The official documentation provides an overview of
[supported connectors](https://docs.flowman.io/en/latest/connectors/index.html).## 📚 Documentation
You can find the official homepage at [Flowman.io](https://flowman.io)
and a comprehensive documentation at [Read the Docs](https://docs.flowman.io).## 🤓 How do I use Flowman?
### 1. Install Flowman
You can set up Flowman by following our step-by-step instructions for [local installations](https://docs.flowman.io/en/latest/setup/installation.html)
or by starting a [Docker container](https://docs.flowman.io/en/latest/setup/docker.html)### 2. Create a Project
Flowman will provide some example projects in the `examples` subdirectory, which you can use as a starting point.
### 3. Execute the Project
You can execute the project interactively by starting the [Flowman Shell](https://docs.flowman.io/en/latest/cli/flowshell/index.html)
## 🚀 Installation
You simply grab an appropriate pre-build package at [GitHub](https://github.com/dimajix/flowman/releases),
or you can use a Docker image, which is available at [Docker Hub](https://hub.docker.com/repository/docker/dimajix/flowman).
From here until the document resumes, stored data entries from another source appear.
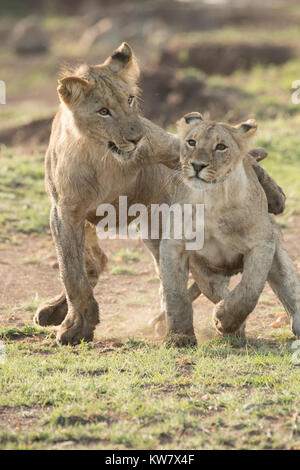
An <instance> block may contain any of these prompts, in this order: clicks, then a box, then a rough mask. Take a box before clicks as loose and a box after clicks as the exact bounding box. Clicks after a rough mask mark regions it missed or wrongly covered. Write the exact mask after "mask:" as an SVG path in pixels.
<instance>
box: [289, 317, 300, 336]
mask: <svg viewBox="0 0 300 470" xmlns="http://www.w3.org/2000/svg"><path fill="white" fill-rule="evenodd" d="M291 327H292V332H293V333H294V335H295V336H296V338H300V316H294V317H292V318H291Z"/></svg>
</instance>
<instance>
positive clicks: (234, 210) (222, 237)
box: [198, 208, 250, 272]
mask: <svg viewBox="0 0 300 470" xmlns="http://www.w3.org/2000/svg"><path fill="white" fill-rule="evenodd" d="M240 214H241V212H240V210H239V208H230V209H226V208H223V209H222V210H218V209H216V210H215V211H212V210H210V211H209V212H208V211H205V218H204V245H203V248H202V249H201V250H199V251H198V255H199V256H200V257H201V258H203V260H204V261H205V263H206V264H208V265H209V266H210V267H211V268H212V269H215V270H217V271H218V270H225V271H228V272H235V271H239V270H240V269H241V268H242V265H243V254H244V253H245V252H246V251H247V250H248V249H249V248H250V246H249V241H248V237H247V227H246V225H247V223H245V220H246V218H245V217H242V218H241V216H240Z"/></svg>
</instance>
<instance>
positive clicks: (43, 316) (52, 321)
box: [34, 221, 107, 326]
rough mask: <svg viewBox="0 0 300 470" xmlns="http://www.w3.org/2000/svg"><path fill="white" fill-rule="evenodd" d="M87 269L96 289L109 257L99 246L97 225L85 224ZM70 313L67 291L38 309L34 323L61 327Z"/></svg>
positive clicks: (59, 295)
mask: <svg viewBox="0 0 300 470" xmlns="http://www.w3.org/2000/svg"><path fill="white" fill-rule="evenodd" d="M84 256H85V268H86V272H87V275H88V279H89V282H90V284H91V286H92V287H95V286H96V284H97V282H98V278H99V276H100V274H101V273H102V271H103V270H104V268H105V266H106V264H107V257H106V255H105V253H104V252H103V251H102V250H101V248H100V247H99V245H98V239H97V233H96V227H95V225H92V224H91V223H90V222H88V221H86V222H85V249H84ZM67 313H68V304H67V299H66V294H65V291H64V290H63V291H62V292H61V293H60V294H59V295H58V296H56V297H54V298H52V299H50V300H47V301H46V302H45V303H43V304H42V305H41V306H40V307H39V308H38V309H37V312H36V314H35V316H34V322H35V324H37V325H40V326H49V325H60V324H61V323H62V322H63V321H64V319H65V318H66V315H67Z"/></svg>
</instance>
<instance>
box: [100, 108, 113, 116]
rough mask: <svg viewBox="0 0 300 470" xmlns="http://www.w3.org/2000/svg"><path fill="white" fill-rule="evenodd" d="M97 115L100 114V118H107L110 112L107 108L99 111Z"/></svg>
mask: <svg viewBox="0 0 300 470" xmlns="http://www.w3.org/2000/svg"><path fill="white" fill-rule="evenodd" d="M97 114H100V116H108V115H109V114H110V112H109V109H107V108H101V109H100V110H99V111H97Z"/></svg>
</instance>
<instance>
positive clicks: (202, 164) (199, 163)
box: [191, 162, 208, 174]
mask: <svg viewBox="0 0 300 470" xmlns="http://www.w3.org/2000/svg"><path fill="white" fill-rule="evenodd" d="M191 165H192V167H193V168H194V170H195V173H197V174H198V173H200V171H202V170H203V168H206V167H207V166H208V165H203V163H193V162H192V163H191Z"/></svg>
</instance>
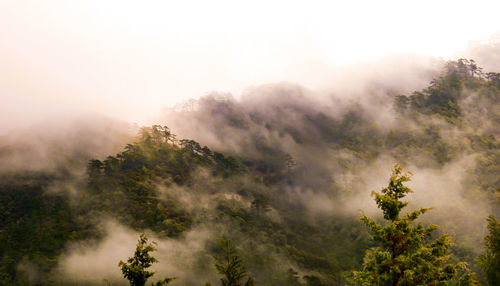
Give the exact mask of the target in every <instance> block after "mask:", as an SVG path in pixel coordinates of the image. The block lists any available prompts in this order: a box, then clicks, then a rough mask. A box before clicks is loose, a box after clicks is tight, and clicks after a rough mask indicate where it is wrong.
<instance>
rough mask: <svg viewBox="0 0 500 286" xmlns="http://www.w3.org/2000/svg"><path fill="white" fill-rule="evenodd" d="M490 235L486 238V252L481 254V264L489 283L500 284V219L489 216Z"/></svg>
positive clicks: (485, 243) (479, 264)
mask: <svg viewBox="0 0 500 286" xmlns="http://www.w3.org/2000/svg"><path fill="white" fill-rule="evenodd" d="M487 220H488V231H489V235H487V236H486V237H485V238H484V244H485V247H486V252H485V253H484V254H482V255H481V256H479V265H480V266H481V268H482V269H483V271H484V275H485V277H486V281H488V284H489V285H500V221H498V220H496V219H495V218H494V217H493V216H489V217H488V219H487Z"/></svg>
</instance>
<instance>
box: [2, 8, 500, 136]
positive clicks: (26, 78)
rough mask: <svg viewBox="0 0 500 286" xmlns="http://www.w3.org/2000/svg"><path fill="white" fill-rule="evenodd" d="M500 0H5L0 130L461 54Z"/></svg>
mask: <svg viewBox="0 0 500 286" xmlns="http://www.w3.org/2000/svg"><path fill="white" fill-rule="evenodd" d="M499 8H500V2H498V1H474V2H471V1H448V0H446V1H436V0H434V1H290V0H288V1H270V0H268V1H260V0H252V1H235V0H232V1H220V0H212V1H189V0H188V1H126V0H120V1H118V0H116V1H115V0H109V1H102V0H97V1H94V0H88V1H76V0H74V1H70V0H60V1H57V0H45V1H27V0H11V1H9V0H0V134H2V133H5V132H7V131H9V130H12V129H15V128H19V127H25V126H28V125H30V124H33V123H34V122H36V121H37V120H42V119H43V118H46V117H49V116H59V117H62V118H65V117H69V116H72V115H74V114H78V113H95V114H102V115H106V116H109V117H112V118H119V119H123V120H127V121H130V122H137V123H139V124H145V123H146V122H148V120H149V119H150V118H152V117H154V116H156V115H157V114H158V113H159V112H160V111H161V110H162V109H163V108H164V107H168V106H173V105H175V104H176V103H179V102H182V101H184V100H187V99H189V98H198V97H200V96H203V95H205V94H207V93H209V92H212V91H220V92H230V93H233V94H234V95H235V96H238V95H239V94H240V93H241V92H242V91H243V90H244V89H245V88H248V87H250V86H256V85H261V84H266V83H272V82H282V81H289V82H294V83H298V84H301V85H303V86H305V87H307V88H311V89H315V88H321V87H322V86H325V85H327V84H328V83H329V82H331V81H332V80H333V79H334V78H335V77H338V76H339V70H341V69H342V68H343V67H346V66H350V65H354V64H359V63H364V62H376V61H378V60H380V59H383V58H386V57H388V56H391V55H395V54H396V55H406V54H411V55H425V56H431V57H436V58H442V59H445V60H446V59H454V57H456V56H457V55H458V54H460V53H461V51H464V50H466V49H467V47H469V46H470V45H471V44H474V43H480V42H485V41H488V40H489V39H490V38H491V37H494V36H498V33H499V31H500V17H498V15H497V13H498V11H499V10H500V9H499Z"/></svg>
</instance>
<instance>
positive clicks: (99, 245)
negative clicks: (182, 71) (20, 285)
mask: <svg viewBox="0 0 500 286" xmlns="http://www.w3.org/2000/svg"><path fill="white" fill-rule="evenodd" d="M309 93H310V92H309V91H307V90H305V89H303V88H302V87H300V86H296V85H293V84H275V85H267V86H262V87H258V88H255V89H254V90H252V91H250V93H249V94H247V96H246V97H243V98H242V99H240V100H236V99H234V98H233V97H231V96H230V95H224V94H222V95H221V94H210V95H207V96H205V97H202V98H201V99H199V100H198V101H195V102H194V103H193V102H192V103H193V104H192V105H191V106H190V107H189V108H185V109H183V110H178V111H175V112H173V113H171V114H169V115H168V116H166V117H165V118H166V119H168V120H167V123H166V124H167V125H168V126H169V125H170V124H169V122H170V123H172V127H171V129H170V128H169V127H167V126H163V125H154V126H151V127H142V128H141V129H140V130H139V131H138V134H137V135H136V136H135V138H134V139H132V140H131V143H129V144H127V145H126V146H125V147H124V148H123V149H122V150H121V151H119V152H118V153H116V154H110V153H107V154H106V155H102V152H101V153H99V152H97V151H94V150H93V149H92V152H90V150H89V148H94V149H95V148H97V149H99V148H98V146H99V144H104V142H109V140H111V139H109V140H102V138H105V137H101V136H104V135H103V133H102V132H101V133H90V134H89V133H86V134H85V136H81V138H82V139H77V140H75V141H76V143H81V142H80V141H82V140H83V139H84V140H87V141H88V142H102V143H99V144H98V145H95V144H76V143H75V145H71V146H78V148H66V149H64V150H61V148H56V149H55V150H54V151H53V152H52V153H53V154H56V155H57V156H56V158H58V159H57V160H55V161H54V163H53V164H48V165H43V164H37V167H36V168H33V167H32V166H33V164H32V163H30V162H34V161H35V162H36V161H40V160H52V158H54V156H55V155H47V157H46V158H44V157H34V159H32V160H24V161H23V160H21V161H22V162H24V163H19V162H20V160H17V161H16V158H19V157H16V156H14V155H15V154H24V155H23V156H24V157H22V158H29V156H30V154H32V153H30V152H28V151H22V150H21V151H19V148H20V147H19V146H21V145H19V144H16V145H14V144H7V143H6V144H3V145H2V147H1V148H0V158H2V159H1V161H3V162H4V164H2V166H5V167H4V168H3V171H2V172H1V174H0V202H1V205H2V208H1V209H0V218H1V219H0V285H28V284H32V285H96V284H104V282H102V281H103V279H109V280H110V281H111V282H112V283H113V285H121V284H123V285H125V284H124V283H125V280H123V279H121V278H120V277H121V274H120V272H119V268H118V261H120V259H122V260H124V259H125V258H126V257H128V256H130V253H131V252H132V251H133V247H132V248H130V247H129V248H128V249H126V250H123V249H122V248H121V246H122V245H124V246H125V245H128V244H130V243H129V241H130V240H131V239H130V237H133V239H132V245H133V243H135V240H136V238H137V237H138V233H140V232H144V231H146V232H148V233H150V234H151V236H152V237H153V238H154V240H156V241H158V258H159V259H158V260H159V261H160V262H159V263H158V264H157V266H156V267H157V271H158V272H159V273H165V275H168V276H176V277H177V279H176V280H174V281H173V282H172V285H202V284H203V283H204V282H205V281H207V280H212V281H217V273H216V270H215V269H214V267H213V263H214V262H213V260H212V258H211V255H212V254H214V253H215V252H216V248H215V247H214V243H215V241H216V240H217V239H219V238H222V237H225V238H228V239H230V240H231V241H233V242H234V244H235V245H236V248H237V250H238V252H239V254H240V256H241V258H242V261H243V262H244V263H245V265H246V268H247V270H248V272H249V273H251V275H252V276H253V277H254V278H255V284H256V285H292V284H293V283H296V285H343V283H345V281H344V278H343V274H344V273H347V272H349V271H351V270H353V269H359V267H360V266H361V264H362V259H363V256H364V253H365V251H366V250H367V249H368V248H370V247H372V246H374V245H375V244H374V242H373V241H372V240H370V236H369V233H368V230H367V229H366V228H365V227H364V225H363V224H362V223H361V222H360V221H359V217H360V215H361V213H360V212H359V209H363V210H364V211H365V212H366V213H368V214H371V213H375V211H376V206H375V205H374V204H373V203H372V200H371V198H370V191H371V190H373V189H377V188H379V187H380V186H383V185H385V183H386V182H385V180H386V179H387V177H388V176H387V175H388V174H389V172H390V169H391V167H390V166H392V165H393V164H394V163H395V162H399V163H400V164H402V165H404V166H405V167H406V168H407V169H410V170H412V171H414V173H415V177H414V180H413V185H412V188H413V189H414V190H415V191H416V193H415V194H414V196H413V197H412V196H410V197H409V198H410V199H409V200H410V202H411V205H410V206H411V207H415V208H417V207H421V206H425V207H427V206H432V207H434V210H433V211H432V212H430V213H429V215H428V216H427V217H428V218H426V220H424V223H431V222H432V223H438V224H440V225H443V226H444V227H445V231H446V232H452V233H454V234H455V243H456V244H455V245H454V246H453V248H452V260H457V261H458V260H460V261H466V262H467V263H469V265H470V266H471V268H472V269H473V270H474V271H476V272H478V273H481V270H480V269H479V268H478V267H477V266H476V257H477V256H478V255H479V254H480V253H481V252H482V251H483V249H482V245H483V241H482V239H483V237H484V235H485V234H486V232H485V229H486V218H487V216H488V215H490V214H492V215H494V216H496V217H498V216H499V215H500V207H499V195H500V165H499V164H498V162H500V142H499V138H500V137H499V136H500V128H499V126H500V73H491V72H490V73H483V72H482V70H481V68H480V67H478V66H477V65H476V64H475V62H474V61H473V60H464V59H460V60H458V61H451V62H448V63H447V65H446V66H445V67H444V68H443V70H442V72H441V74H439V75H437V76H436V78H435V79H434V80H433V81H431V82H430V84H429V86H428V87H426V88H425V89H422V90H419V91H415V92H413V93H411V94H407V95H403V94H394V93H393V92H387V93H383V94H382V95H380V94H367V95H365V97H363V98H359V99H355V100H351V101H347V102H346V101H341V100H338V98H335V97H331V98H328V99H327V100H324V101H320V100H318V99H314V98H313V97H311V96H310V94H309ZM172 130H178V131H179V132H180V133H182V134H183V135H184V134H187V135H188V136H189V137H188V138H191V139H179V138H177V137H176V135H174V133H173V132H172ZM112 134H116V135H110V134H107V135H106V136H108V137H106V138H111V137H113V136H122V137H120V139H119V140H118V139H116V141H115V142H121V141H123V138H125V136H123V133H120V132H114V133H112ZM120 134H121V135H120ZM82 135H83V134H82ZM87 136H88V137H87ZM110 136H111V137H110ZM89 137H90V139H89ZM92 137H94V138H92ZM63 138H64V137H63ZM94 139H95V140H94ZM62 143H67V144H68V145H69V144H71V143H69V142H62ZM47 144H48V145H51V144H56V143H53V142H49V143H46V144H45V145H47ZM57 144H61V142H59V143H57ZM115 145H116V144H115ZM205 145H206V146H205ZM30 146H31V145H30ZM35 146H36V141H35ZM61 146H64V145H61ZM96 146H97V147H96ZM37 148H38V147H37ZM106 148H107V149H106V150H112V149H113V148H111V147H109V146H108V147H106ZM16 150H17V151H16ZM23 150H26V149H23ZM51 150H52V149H51ZM65 150H66V151H65ZM67 150H69V151H67ZM16 152H17V153H16ZM108 152H109V151H108ZM52 153H51V154H52ZM97 153H99V154H97ZM13 154H14V155H13ZM92 154H96V155H97V156H100V157H95V158H89V156H90V155H92ZM27 156H28V157H27ZM61 158H62V159H61ZM6 162H13V163H12V164H14V163H19V164H17V165H16V167H15V168H8V165H9V164H7V163H6ZM26 162H27V163H26ZM49 165H50V167H49ZM127 243H128V244H127ZM123 251H126V252H125V253H124V252H123ZM106 257H111V258H113V259H114V260H113V262H112V263H108V264H106V265H101V264H100V262H101V261H106V259H107V258H106ZM115 258H116V259H115ZM160 276H163V275H160ZM290 281H294V282H293V283H292V282H290ZM120 283H121V284H120ZM291 283H292V284H291ZM315 283H316V284H315ZM318 283H319V284H318Z"/></svg>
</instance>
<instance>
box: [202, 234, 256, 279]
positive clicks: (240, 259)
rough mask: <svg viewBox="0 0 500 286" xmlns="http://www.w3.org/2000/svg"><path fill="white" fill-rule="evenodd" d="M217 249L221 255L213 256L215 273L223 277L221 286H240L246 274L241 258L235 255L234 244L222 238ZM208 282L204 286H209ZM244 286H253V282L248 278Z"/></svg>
mask: <svg viewBox="0 0 500 286" xmlns="http://www.w3.org/2000/svg"><path fill="white" fill-rule="evenodd" d="M219 248H220V251H221V254H219V255H214V259H215V261H216V263H215V268H216V269H217V271H218V272H219V273H220V274H222V275H224V277H223V278H221V279H220V280H221V285H222V286H241V285H242V283H243V280H244V278H245V277H247V276H248V273H247V271H246V269H245V266H244V265H243V262H242V260H241V258H240V257H239V256H238V255H237V254H236V248H235V246H234V244H233V243H232V242H231V241H230V240H228V239H226V238H223V239H221V240H220V242H219ZM211 285H212V284H211V283H210V282H207V283H206V284H205V286H211ZM244 285H245V286H253V285H254V281H253V278H252V277H248V279H247V281H246V282H245V284H244Z"/></svg>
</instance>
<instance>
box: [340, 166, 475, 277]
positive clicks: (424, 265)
mask: <svg viewBox="0 0 500 286" xmlns="http://www.w3.org/2000/svg"><path fill="white" fill-rule="evenodd" d="M410 175H411V173H410V174H403V173H402V168H401V166H399V165H398V164H396V165H395V167H394V170H393V173H392V176H391V177H390V181H389V185H388V187H387V188H384V189H382V191H381V193H377V192H375V191H373V192H372V195H374V196H375V202H376V203H377V205H378V207H379V208H380V209H381V210H382V211H383V214H384V219H385V220H386V221H388V223H387V224H386V225H381V224H378V223H377V222H375V220H373V219H371V218H369V217H367V216H366V215H365V216H363V217H362V221H363V222H364V223H365V224H366V225H367V226H368V227H369V228H370V230H371V232H372V238H373V239H374V240H375V241H376V242H378V243H379V247H376V248H372V249H370V250H368V251H367V253H366V255H365V258H364V262H363V270H362V271H355V272H354V273H353V277H351V278H349V279H348V283H349V284H351V285H450V283H451V284H457V285H473V284H474V283H475V282H474V281H473V280H474V279H473V276H472V274H471V273H469V272H468V270H467V265H466V263H464V262H462V263H457V264H446V262H447V260H448V257H449V255H447V253H448V249H449V247H450V246H451V241H450V238H449V237H448V235H446V234H443V235H441V236H440V237H439V238H437V239H436V240H432V234H433V232H434V231H435V230H436V229H437V226H436V225H430V226H427V227H425V226H423V225H422V224H421V223H418V224H417V225H416V226H415V223H414V222H415V220H416V219H417V218H418V217H419V216H420V215H422V214H424V213H426V212H427V211H428V210H429V208H421V209H419V210H415V211H412V212H410V213H406V214H405V215H403V216H400V212H401V210H402V209H403V208H404V207H406V206H407V205H408V202H404V201H401V199H402V198H404V197H405V196H406V195H407V194H408V193H411V192H412V190H411V189H410V188H408V187H406V186H405V185H404V183H405V182H408V181H409V180H410ZM462 272H463V274H462V275H459V274H460V273H462ZM458 276H460V277H458Z"/></svg>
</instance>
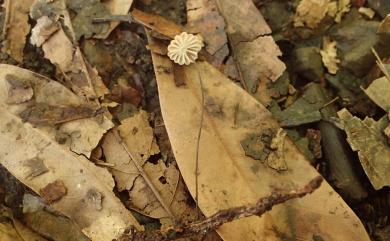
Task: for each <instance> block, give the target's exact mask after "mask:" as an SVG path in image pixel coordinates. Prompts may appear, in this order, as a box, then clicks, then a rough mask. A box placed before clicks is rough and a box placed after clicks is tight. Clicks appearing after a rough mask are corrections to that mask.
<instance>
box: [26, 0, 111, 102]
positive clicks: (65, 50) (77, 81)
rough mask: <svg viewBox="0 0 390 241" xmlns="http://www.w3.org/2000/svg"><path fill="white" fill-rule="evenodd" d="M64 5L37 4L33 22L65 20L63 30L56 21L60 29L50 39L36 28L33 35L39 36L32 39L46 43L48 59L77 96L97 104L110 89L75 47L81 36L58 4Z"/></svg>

More details are described in the [Quickstart Guide](QUICKSTART.md) or in the [official Flowman documentation](https://docs.flowman.io/en/latest/setup/index.html).## 🏗 Building
You can build your own Flowman version via Maven with
```shell
mvn clean install
```
Please also read [BUILDING.md](BUILDING.md) for detailed instructions, specifically on build profiles.## 💙 Community
- [Slack](https://join.slack.com/t/flowman-io/shared_invite/zt-168ltudzp-52cCI1S69OMh7sSajtp~7A): Message us on Slack
## 😍 Contributing
You want to contribute to Flowman? Welcome! Please read [CONTRIBUTING.md](CONTRIBUTING.md) to understand how you can
contribute to the project.* [GitHub issue tracker for Flowman](https://github.com/dimajix/flowman/issues/new) to report feature requests or bugs.
## 📄 License
This project is licensed under Apache License 2.0 - see the [LICENSE](LICENSE) file for details.